Otworzył Teatr Lalkowy Babadlo z Preszowa (Słowacja) przedstawiając piękną opowieść dla dzieci „Jak baba Paczmaga kawalera szukała”, a w niej całe bogactwo kultury regionów będących w sąsiedztwie – niedaleko siebie - Słowacji i Małopolski. W rzeczywistości było to nie lada wyzwanie dla artystów, którzy z silnymi podmuchami wiatru musieli walczyć na scenie położonej na dziedzińcu ośrodka Sarepta. Zachęcani przez licznie zgromadzone dzieci i publiczność nie poddali się – nagrodzeni gorącym aplauzem widowni.

Teatr Lalkowy Babadlo (fot. Filip Bojko)

Kilkanaście minut później dzieci przeniosły się do altanki, która przeistoczyła się w przestrzeń tajemnic - wypełnioną bajkami i egzotycznymi opowieściami prowadzonymi przez Jarka Kaczmarka ze Studni „O”. Dzieci brały w nich żywy udział stając się bohaterami przedstawianych wydarzeń. Na ich buziach rysowało się pełne zaangażowania napięcie.

Po przerwie wszyscy przenieśli się na dół wsi – gdzie pod adresem Nowica 9 powstała muzyczna scena Spotkań. Muzyką i promieniami majowego słońca ochrzcili ją artyści związani na stale z Nowicą, których grupa nosi ten sam numer, co chyża którą zamieszkują. Wspierani przez zaprzyjaźnionych muzyków (Ryszard Latecki) zagrali kilka utworów w progresywno-folkowym klimacie, które znakomicie odebrane zostały przez publiczność żądną bisów. Nie było ich zbyt wiele ponieważ za chwilę zaczynało się kolejne wydarzenie artystyczne….

Nowica 9 (fot. Wacław Bugno)

To, co stało się wieczorem na terenie gospodarstwa agroturystycznego „Kow&Boj” prowadzonego przez Tatianę Bojko na długo zapadnie w pamięci i wspomnieniach wszystkich uczestników tego wydarzenia oraz mieszkańców. Tuż po zapadnięciu mroku swój plenerowy spektakl „Arka” przedstawił Teatr Ósmego Dnia z Poznania. To niełatwe przedstawienie zaparło wszystkim dech w piersiach i powaliło widowiskowością. Jeżdżące po łące machiny, statki, płonące okna, lampiony, hipnotyczna muzyka, kolory – to wszystko wprowadziło oglądających w jakąś plemienną rzeczywistość. Zaskoczyła też publiczność, przybyła na rozległą połoninę. Ludzie zaczęli pojawiać się zewsząd, wychodząc z lasu, z drogi, z ciemności – w jasność. Artyści wyglądali na mile zaskoczonych frekwencją. Chciałbym w tym miejscu wyrazić podziękowanie dla całego zespołu Ósemek pracującemu praktycznie przez cały dzień przy montażu „Arki” - za ogrom ich pracy włożony w przygotowanie tego widowiska

Ewa Wójciak - Teatr Ósmego Dnia (fot. Filip Bojko)

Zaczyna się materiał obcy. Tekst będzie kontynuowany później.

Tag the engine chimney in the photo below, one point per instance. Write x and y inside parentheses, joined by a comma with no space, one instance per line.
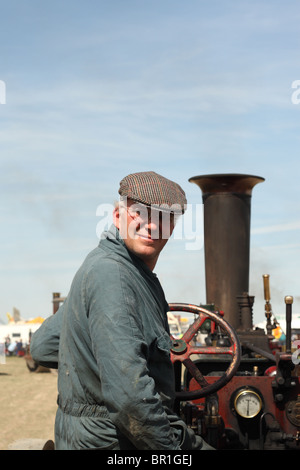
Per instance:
(227,208)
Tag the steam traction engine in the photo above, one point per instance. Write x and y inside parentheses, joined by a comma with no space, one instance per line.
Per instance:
(238,390)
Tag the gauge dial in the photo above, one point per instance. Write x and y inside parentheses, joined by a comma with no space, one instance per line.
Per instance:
(247,403)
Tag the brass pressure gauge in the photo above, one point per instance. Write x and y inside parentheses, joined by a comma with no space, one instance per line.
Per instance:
(247,403)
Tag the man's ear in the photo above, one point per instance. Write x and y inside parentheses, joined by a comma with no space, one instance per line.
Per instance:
(116,217)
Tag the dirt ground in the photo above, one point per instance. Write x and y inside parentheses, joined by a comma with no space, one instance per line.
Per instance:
(27,403)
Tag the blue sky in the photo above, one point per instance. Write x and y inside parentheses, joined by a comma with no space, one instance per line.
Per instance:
(96,90)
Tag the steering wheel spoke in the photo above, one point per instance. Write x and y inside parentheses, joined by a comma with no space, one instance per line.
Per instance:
(182,350)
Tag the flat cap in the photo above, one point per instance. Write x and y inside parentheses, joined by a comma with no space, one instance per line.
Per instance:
(154,190)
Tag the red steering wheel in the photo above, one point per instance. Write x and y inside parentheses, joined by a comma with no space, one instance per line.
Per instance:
(182,350)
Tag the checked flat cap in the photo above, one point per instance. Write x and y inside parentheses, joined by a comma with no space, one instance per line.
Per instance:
(154,190)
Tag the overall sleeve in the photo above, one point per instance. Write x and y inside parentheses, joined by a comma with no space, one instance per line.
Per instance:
(44,345)
(121,352)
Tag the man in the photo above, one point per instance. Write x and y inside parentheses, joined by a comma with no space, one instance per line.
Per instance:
(111,337)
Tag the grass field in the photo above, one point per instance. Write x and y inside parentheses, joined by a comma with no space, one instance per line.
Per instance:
(27,403)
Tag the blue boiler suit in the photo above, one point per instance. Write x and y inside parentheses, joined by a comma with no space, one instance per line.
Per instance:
(111,341)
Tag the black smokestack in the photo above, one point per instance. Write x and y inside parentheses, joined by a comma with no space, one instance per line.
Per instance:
(227,211)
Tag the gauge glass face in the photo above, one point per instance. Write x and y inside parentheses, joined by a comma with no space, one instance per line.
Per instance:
(248,404)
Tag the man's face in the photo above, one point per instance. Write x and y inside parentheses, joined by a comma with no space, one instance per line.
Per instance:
(145,231)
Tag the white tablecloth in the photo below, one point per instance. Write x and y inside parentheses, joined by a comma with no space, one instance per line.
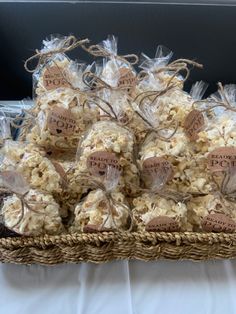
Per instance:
(165,287)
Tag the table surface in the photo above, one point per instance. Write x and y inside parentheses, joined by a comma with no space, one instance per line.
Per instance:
(129,287)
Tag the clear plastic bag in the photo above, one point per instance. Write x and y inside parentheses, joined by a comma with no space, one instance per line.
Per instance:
(32,163)
(108,143)
(211,213)
(117,71)
(104,208)
(158,72)
(61,121)
(54,68)
(160,208)
(27,211)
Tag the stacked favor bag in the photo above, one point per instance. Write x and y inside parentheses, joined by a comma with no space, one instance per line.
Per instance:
(107,147)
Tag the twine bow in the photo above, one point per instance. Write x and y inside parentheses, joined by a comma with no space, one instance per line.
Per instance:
(98,51)
(145,113)
(214,103)
(14,183)
(86,180)
(70,43)
(178,66)
(95,83)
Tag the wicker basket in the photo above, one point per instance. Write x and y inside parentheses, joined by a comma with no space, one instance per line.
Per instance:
(107,246)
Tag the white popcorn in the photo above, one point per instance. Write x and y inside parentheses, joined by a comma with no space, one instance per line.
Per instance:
(108,136)
(95,211)
(44,217)
(150,206)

Jechaliśmy do Nowicy z Arką, która przemierzała już różne drogi i pokazywana była ludziom w całym właściwie świecie... Podróż była długa, w tym samym czasie moglibyśmy śmiało pokonać drogę do Paryża... Dotarliśmy już po zmroku, niewiele było widać, pachniało lasem. Czekano na nas z kolacją w Sarepcie, potem poszliśmy spać do pięknego domu Tatiany Bojko i drugiego dnia nieopodal domu zaczęliśmy się powoli rozstawiać.... W tle las i pasma gór widoczne w przezroczystym powietrzu, pasące się konie. Było cudownie, ale nie sposób było nie zadawać sobie w duchu pytania „a dla kogo tu w końcu będziemy grać?” Okolice wydawały się ciche i bezludne.

A potem nadszedł wieczór, zimny i wietrzny i nagle na polankę Tatiany zaczęły nadchodzić grupy ludzi, na drodze pojawiły się auta, zrobił się ruch jak w centrum dużego miasta...

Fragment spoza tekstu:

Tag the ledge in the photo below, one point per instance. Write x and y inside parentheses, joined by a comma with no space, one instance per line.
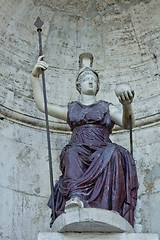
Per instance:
(91,220)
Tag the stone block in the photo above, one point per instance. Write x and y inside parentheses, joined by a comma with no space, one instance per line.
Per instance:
(91,220)
(97,236)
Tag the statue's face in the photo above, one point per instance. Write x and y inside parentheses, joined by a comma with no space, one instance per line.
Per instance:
(89,84)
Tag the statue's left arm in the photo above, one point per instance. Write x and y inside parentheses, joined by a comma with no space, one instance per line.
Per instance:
(123,118)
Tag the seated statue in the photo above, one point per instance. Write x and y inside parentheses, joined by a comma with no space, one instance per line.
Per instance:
(96,173)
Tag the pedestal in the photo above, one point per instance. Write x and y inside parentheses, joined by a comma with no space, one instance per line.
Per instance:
(93,224)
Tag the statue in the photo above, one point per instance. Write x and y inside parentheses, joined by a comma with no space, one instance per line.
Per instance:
(96,173)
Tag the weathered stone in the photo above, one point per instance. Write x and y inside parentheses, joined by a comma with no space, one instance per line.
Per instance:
(124,39)
(97,236)
(91,220)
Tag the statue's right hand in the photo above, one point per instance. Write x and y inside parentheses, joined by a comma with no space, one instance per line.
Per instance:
(39,67)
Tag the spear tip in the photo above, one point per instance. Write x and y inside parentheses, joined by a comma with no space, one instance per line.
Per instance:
(38,23)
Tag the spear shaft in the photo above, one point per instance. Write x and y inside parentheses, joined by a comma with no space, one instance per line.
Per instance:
(131,137)
(38,24)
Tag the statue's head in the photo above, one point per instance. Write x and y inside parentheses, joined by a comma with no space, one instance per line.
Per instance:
(81,76)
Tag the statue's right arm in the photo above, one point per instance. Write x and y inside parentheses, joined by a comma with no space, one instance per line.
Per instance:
(53,110)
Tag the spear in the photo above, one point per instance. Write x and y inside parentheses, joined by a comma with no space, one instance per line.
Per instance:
(38,23)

Teatr Ósmego Dnia "Arka" (fot. Filip Bojko)

Kiedy zapłonęły arkowe okna (ta scena zainspirowana jest opowieścią mego przyjaciela, który swego czasu przemierzał płonący Grozny u schyłku drugiej wojny czeczeńskiej) pomyślałam przelotnie, że nie całkiem ta Arka tu dziwna, tu na łemkowszczyźnie tak doświadczonej wojną i wypędzeniami...

Niezwykła przygoda, ci ludzie , którzy pojawili się z ciemności i nagle stali się dużą publicznością, nie mniejszą niż w wielu innych miejscach bardziej teatralnych i nie mniej żywą i zaangażowaną i ta przestrzeń magiczna wokół.

Fantastyczni ludzie... Tatiana, jej dzieci, ksiądz Jan Pipka... Zaczerpnęliśmy duży haust powietrza! - Ewa Wójciak, Teatr Ósmego Dnia

Teatr Ósmego Dnia "Arka" (fot. Filip Bojko)

Pełen wrażeń dzień zakończył świetny koncert, wirtuoza liry korbowej Maćko Korby, który wystąpił z zaproszonymi przez siebie artystami. Ten fantastyczny muzyk pokazał jakie cuda dźwiękowe i światy można wyczarować za pomocą tak tradycyjnego, i wydawałoby się archaicznego instrumentu jak lira. Ale cały zespól pokazał swoją niepowtarzalną klasę i mimo, że dotkliwy chłód zaczął zapadać nad Beskidem widzowie słuchali zauroczeni. Po zakończonym oficjalnym koncercie nie było końca wspólnemu jamowaniu. I tak nastał świt dnia drugiego ….

Dla mnie bomba. Kuchnia i panie ze stołówki malinowe (...) Z Nowicakami żałuję że na jamie nie pogralismy dużo. No i generalnie wszystko za krótko i szkoda że trzeba było jechać - Maćko Korba

Maćko Korba Project
(podziękowania dla Marcina i Teresy za udostępnienie)


Dzień drugi (sobota 2.05)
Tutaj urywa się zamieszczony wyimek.